Już wkrótce ukaże się autobiografia Sharon Stone zatytułowana „The Beauty of Living Twice”. Wczoraj Vanity Fair opublikowało jej fragmenty, w których możemy przeczytać o tym, jakiego zachowania producentów doświadczyła aktorka w swojej karierze.
Stone opisuje między innymi sytuację, w której pewien producent (nie wymienia nazwiska) nakazał jej uprawiać seks z aktorem pojawiającym się w filmie, aby polepszyć chemię między nimi. Jednocześnie mężczyzna przechwalał się tym, że swego czasu kochał się z Avą Gardner. Stone odpowiedziała wówczas, że jeśli aktor źle wypadł podczas zdjęć próbnych, to seks nie sprawi, że nagle stanie się utalentowany. „Nikt nie jest tak dobry w łóżku”.
Czułam, że mogą po prostu zatrudnić kogoś utalentowanego, kto potrafi zagrać scenę i pamięta swoje kwestie. Czułam też, że sami mogą się z nim przespać i mnie to w nie wciągać. Moją pracą było granie i to im uświadomiłam.

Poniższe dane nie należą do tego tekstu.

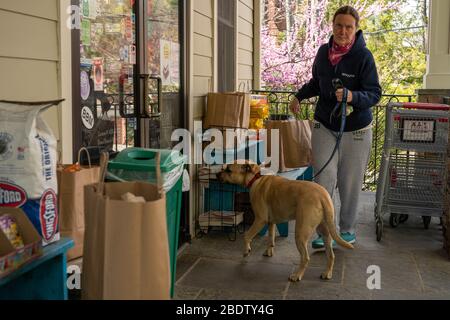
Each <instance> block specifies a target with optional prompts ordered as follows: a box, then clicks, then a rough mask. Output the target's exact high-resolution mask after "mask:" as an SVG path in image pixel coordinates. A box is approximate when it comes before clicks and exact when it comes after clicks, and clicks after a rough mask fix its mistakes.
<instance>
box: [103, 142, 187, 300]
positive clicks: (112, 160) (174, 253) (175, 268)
mask: <svg viewBox="0 0 450 320" xmlns="http://www.w3.org/2000/svg"><path fill="white" fill-rule="evenodd" d="M157 152H159V153H160V154H161V158H160V168H161V176H162V179H163V182H164V176H165V175H167V174H168V173H171V172H173V171H174V170H180V169H183V168H184V164H185V162H186V161H185V159H186V158H185V157H183V156H181V154H180V153H179V152H178V151H174V150H158V149H143V148H127V149H125V150H123V151H121V152H120V153H119V154H118V155H117V157H116V158H114V159H113V160H110V161H109V163H108V171H115V172H117V170H122V172H123V171H130V172H132V173H133V174H134V176H133V177H134V179H133V180H134V181H147V182H150V183H156V163H155V155H156V153H157ZM172 155H175V157H172ZM175 159H176V160H175ZM180 167H181V168H180ZM148 173H151V174H150V175H149V174H148ZM139 175H141V179H136V177H139ZM109 179H110V180H114V178H112V179H111V177H109ZM125 180H127V179H125ZM127 181H130V180H127ZM182 185H183V174H181V176H180V177H179V178H178V179H177V180H176V182H175V183H174V184H173V186H172V187H171V188H170V189H169V190H166V214H167V235H168V238H169V255H170V271H171V286H170V295H171V297H173V294H174V287H175V276H176V266H177V251H178V235H179V229H180V212H181V199H182Z"/></svg>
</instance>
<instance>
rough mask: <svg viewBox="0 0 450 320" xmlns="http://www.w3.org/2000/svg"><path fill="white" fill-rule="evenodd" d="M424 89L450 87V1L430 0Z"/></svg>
mask: <svg viewBox="0 0 450 320" xmlns="http://www.w3.org/2000/svg"><path fill="white" fill-rule="evenodd" d="M428 39H429V40H428V41H429V45H428V55H427V73H426V75H425V78H424V89H450V1H448V0H444V1H443V0H430V24H429V29H428Z"/></svg>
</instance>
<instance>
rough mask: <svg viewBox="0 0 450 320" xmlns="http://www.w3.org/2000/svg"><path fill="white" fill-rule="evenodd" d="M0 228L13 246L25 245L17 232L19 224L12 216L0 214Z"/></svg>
mask: <svg viewBox="0 0 450 320" xmlns="http://www.w3.org/2000/svg"><path fill="white" fill-rule="evenodd" d="M0 230H1V231H3V233H4V234H5V235H6V237H7V238H8V240H9V241H10V242H11V244H12V246H13V247H14V248H16V249H22V248H23V247H24V246H25V245H24V242H23V239H22V236H21V235H20V232H19V225H18V224H17V222H16V220H15V219H14V218H13V217H11V216H9V215H3V216H1V217H0Z"/></svg>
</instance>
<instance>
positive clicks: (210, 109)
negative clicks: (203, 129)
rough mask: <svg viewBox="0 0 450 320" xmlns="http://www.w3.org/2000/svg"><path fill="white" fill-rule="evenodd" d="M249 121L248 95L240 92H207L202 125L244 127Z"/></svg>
mask: <svg viewBox="0 0 450 320" xmlns="http://www.w3.org/2000/svg"><path fill="white" fill-rule="evenodd" d="M249 122H250V95H249V94H247V93H242V92H227V93H217V92H211V93H208V101H207V109H206V115H205V119H204V123H203V126H204V127H205V128H206V129H208V128H213V127H225V128H244V129H247V128H248V126H249Z"/></svg>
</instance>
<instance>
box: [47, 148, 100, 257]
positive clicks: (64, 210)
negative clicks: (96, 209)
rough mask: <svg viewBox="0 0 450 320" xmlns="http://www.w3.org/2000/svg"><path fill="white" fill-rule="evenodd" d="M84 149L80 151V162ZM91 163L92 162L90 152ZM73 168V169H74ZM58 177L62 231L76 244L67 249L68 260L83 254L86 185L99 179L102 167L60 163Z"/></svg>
mask: <svg viewBox="0 0 450 320" xmlns="http://www.w3.org/2000/svg"><path fill="white" fill-rule="evenodd" d="M82 151H86V152H87V153H88V151H87V150H86V149H85V148H81V149H80V151H79V152H78V163H80V155H81V152H82ZM88 160H89V163H90V162H91V160H90V157H89V153H88ZM72 169H73V170H72ZM56 173H57V178H58V208H59V221H60V222H59V223H60V226H59V227H60V232H61V236H63V237H70V238H72V239H73V240H74V242H75V245H74V247H73V248H72V249H70V250H69V251H67V260H72V259H76V258H79V257H81V256H82V255H83V238H84V191H83V190H84V187H85V186H86V185H89V184H93V183H95V182H97V181H98V178H99V174H100V167H99V166H94V167H92V166H91V165H89V167H79V170H76V169H75V165H60V166H58V170H57V171H56Z"/></svg>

Sytuacja nie była jedyną, gdy polecono jej przespać się z kolegą z planu, co miałoby zaowocować lepszymi wspólnymi występami przed kamerą. Aktorka zawsze odmawiała, przez co traktowana była jako „trudna”. Mówiono jej też, że nikt jej nie zatrudni bo nie jest „seksowna” i „nie do wyr*chania”. Z kolei jeden z reżyserów nakazał jej usiąść mu na kolanach, a gdy odmówiła, nie chciał z nią dalej pracować.
Stone opowiedziała też o realizacji słynnej sceny przesłuchania w Nagim instynkcie. Okazuje się, że podczas realizacji tego fragmentu zapewniono ją, że musi zdjąć majtki ponieważ odbijają światło, a w samym filmie nie będzie nic widać. Prawda wyszła na jaw podczas zamkniętego pokazu dla producentów i agentów – tam Stone odkryła, że w ostatecznym montażu widać jej części intymne. Spoliczkowała wtedy reżysera Paula Verhoevena i zadzwoniła do prawnika. Po rozmowach z Verhoevenem („początkowo twierdził, że nie ma innej opcji”) uznała jednak, że scena powinna zostać w filmie, bo jest istotna dla jej postaci. Całej historii już w 2017 roku zaprzeczał sam reżyser, twierdząc, że każda aktorka zdaje sobie sprawę na co się godzi, zdejmując bieliznę przed kamerą.
„The Beauty of Living Twice” trafi na półki 30 marca.